Lorsqu’ils l’ont ramené, il saignait de la bouche.

Les témoignages que nous avons recueillis, nombreux, vont, eux, tous dans le même sens. « L’Égyptien » – comme il était appelé dans le centre – aurait été frappé par des policiers dans la journée précédant son décès. Selon ces récits, Mohammed aurait été placé à l’isolement et serait revenu, quelques heures plus tard, avec des dents cassées et la joue tuméfiée et gonflée. « Lorsqu’ils l’ont ramené, il saignait de la bouche », assure Younès*, par téléphone, toujours enfermé dans le CRA 1. Lors de notre visite (voire notre encadré zoom en début d’article) dans le centre, tous les retenus interrogés confirment avoir vu Mohammed se faire emmener à l’isolement et revenir avec le « visage tout gonflé ».

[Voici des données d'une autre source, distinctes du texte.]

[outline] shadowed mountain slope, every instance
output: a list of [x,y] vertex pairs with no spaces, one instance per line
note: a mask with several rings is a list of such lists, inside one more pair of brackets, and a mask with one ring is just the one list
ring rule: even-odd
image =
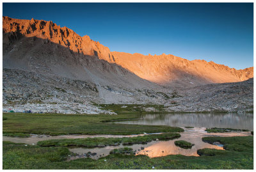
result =
[[[52,22],[3,20],[4,111],[111,113],[97,104],[157,104],[168,111],[253,109],[253,79],[239,82],[253,77],[253,67],[110,52]],[[239,82],[208,84],[227,82]]]
[[[109,48],[92,40],[88,36],[81,37],[74,31],[61,27],[51,21],[14,19],[8,17],[3,17],[3,32],[6,35],[3,37],[4,57],[10,54],[8,45],[11,42],[26,36],[54,43],[67,48],[70,53],[76,52],[78,56],[96,56],[109,63],[116,63],[142,79],[158,84],[193,86],[239,82],[252,78],[253,75],[253,67],[237,70],[212,61],[189,61],[164,54],[144,56],[138,53],[111,52]],[[79,60],[77,63],[79,63]]]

Quatre heures à l’isolement

Surtout, Politis a retrouvé Karim*, l’homme qui dormait dans la couchette supérieure du lit superposé dans lequel Mohammed est décédé. Ce marocain a été libéré du CRA trois semaines après la découverte du corps. « J’étais dans sa chambre pendant un mois. C’était la personne la plus gentille du CRA, il donnait toujours des cigarettes », se remémore-t-il, encore ému. Sur les faits, son récit, détaillé, contredit la version policière. « Il est parti plus de 4 heures à l’isolement. C’est long, normalement au CRA on ne reste pas autant à l’isolement », raconte-t-il. Selon la Contrôleuse générale des lieux de privation de liberté, la durée moyenne passée à l’isolement est d’environ une heure. « Quand il est revenu dans la chambre, il avait trois dents cassées et la joue gauche méga gonflée. Quand je lui ai demandé ce qui lui était arrivé, il m’a dit que la police l’avait tapé. »

*

Le prénom a été changé.

Plus que l’état de son visage, c’est ce que lui dit Mohammed qui glace Karim. « Je vais mourir. C’est la vie. Je vais mourir, mais pas à cause de la police », lui aurait-il affirmé paraissant alors très affaibli. Toujours selon plusieurs témoignages, Mohammed était malade – diabétique affirment certains, sans que cette information nous ait été confirmée. « Lorsqu’il a vu le médecin à son entrée dans le centre, celui-ci n’a pas perçu de maladie inquiétante », assure la direction du CRA. Face à l’état inquiétant de son voisin de chambre qui « n’arrivait plus à marcher », Karim affirme s’être rendu à l’infirmerie pour chercher de l’aide. Là-bas, on lui aurait indiqué qu’il fallait que le retenu malade vienne lui-même. Témoignant de l’incapacité de Mohammed à se déplacer, Karim aurait été renvoyé dans sa chambre « avec 4 Doliprane ». Des cachets que n’auraient pas pris Mohammed. « Il était toxicomane, il consommait de nombreux médicaments. Peut-être qu’il a pris quelque chose ce soir-là en trop grosse quantité ? », questionne la direction du CRA. Contactée par Politis, la Défenseure des droits nous informe s’être « saisie d’office » suite au décès de Mohammed qui « ferait suite à des violences de la part de policiers du CRA ainsi qu’à des refus répétés de demandes de prise en charge médicale ».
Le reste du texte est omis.